Regreso a las ruinas
El primer largometraje de Jaime Puertas es una continuación —o, mejor dicho, un regreso— a su anterior cortometraje, Los páramos (2019). En ambas películas, el cineasta granadino retrata su tierra originaria —la Puebla de Don Fadrique—, pero no pretende capturar aquello puramente material, sino que parte de la evidente materialidad de ese no-lugar para así dar paso, a través de la mirada de su cámara y, en especial, la textura propiciada por el formato 16mm, a una nueva dimensión de lo real. Sin embargo, en Historia de pastores, la habilidad de Puertas para sugerir choca, de nuevo, con su falta de concreción, una flaqueza que, a fin de cuentas, impide realmente sentir la posibilidad del más allá al que apela su engranaje cinematográfico.
Historia de pastores es confusa en términos de espacio, tiempo y género, se sitúa en una especie de “tierra de nadie” total, algo, a priori, arriesgado y para nada reprobable; la película sucede en Andalucía, en 2027, y es un cruce entre la ciencia-ficción y el realismo social. El filme propone un recorrido a través de espacios desolados, historias desconocidas y comunidades olvidadas que bien podría recordar al cine de Apichatpong Weerasethakul o Pedro Costa, no obstante, con quien comparte no solo ejes temáticos, sino también mismas problemáticas, es con autores del “otro cine español” más reciente, pienso especialmente en Chema García Ibarra o Carla Simón (cineastas muy reivindicados en la ESCAC, la universidad donde estudió Puertas). Ambos han abordado, con estilos completamente diferentes, la cuestión de la confrontación entre progreso y tradición —aquí ejemplificado en las imágenes de drones sobrevolando las tierras de pastoreo— y han creído en el cine como herramienta para señalar un olvido, el de un territorio o una forma de vivir, ya sea en un entorno rural o urbano, ideas muy presentes en Historia de pastores. Y, aunque la mirada de Puertas abraza con más contundencia que la de Ibarra o Simón el misterio y abstracción que irradia su material de observación, todo ello parece tratado como un gran objeto de estudio, incluido el trabajo con sus actores no profesionales, que no dejan de ser eso: objetos, figuras verborreicas limitadas a la declaración de discursos e historias sobre la desaparición del pasado y al posado artificioso y forzado frente a una cámara encasillada en un dispositivo demasiado generalizado y enunciativo. Todo esto confiere a buena parte del filme una funcionalidad estética, de hecho, existe un trabajo fotográfico notable, con momentos realmente bellos haciendo un uso impecable de los últimos resplandores de luz natural, pero es un impedimento a la hora de profundizar más allá del limitado planteamiento formal y teórico propuesto por Puertas.
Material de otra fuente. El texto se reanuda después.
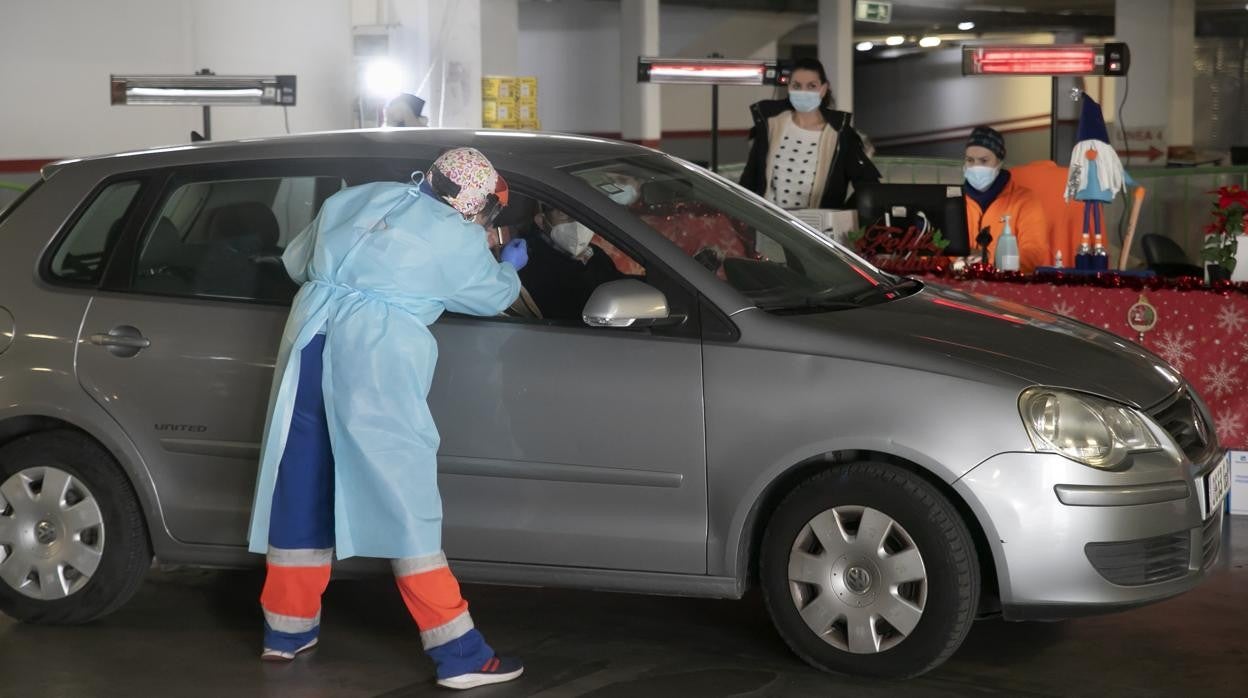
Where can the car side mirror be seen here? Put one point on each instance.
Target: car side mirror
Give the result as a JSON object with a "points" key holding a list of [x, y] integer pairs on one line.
{"points": [[628, 304]]}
En cualquier caso, a diferencia del academicismo camuflado de Carla Simón o la extravagancia forzada de García Ibarra, Historia de pastores equilibra —cabe apuntarlo, con ciertos ecos de Straub-Huillet— perfectamente su austeridad y contención escénica con su atmosfera de extrañamiento constante, además de conjugar elementos paisajísticos y urbanos en relación con la idea de la ruina como último vestigio del pasado con el objetivo de llegar a un tramo final realmente sorprendente. Porque, pese a todo, Jaime Puertas ofrece algunos de los minutos más interesantes que ha dado el cine español este año, al imaginar una posible reconstrucción de este lugar en ruinas mediante la rotoscopia, es decir, al transferir la recuperación de los espacios perdidos de su película dentro de un marco digital, quizá señalándolo como la dimensión del más allá a la que nos referíamos anteriormente.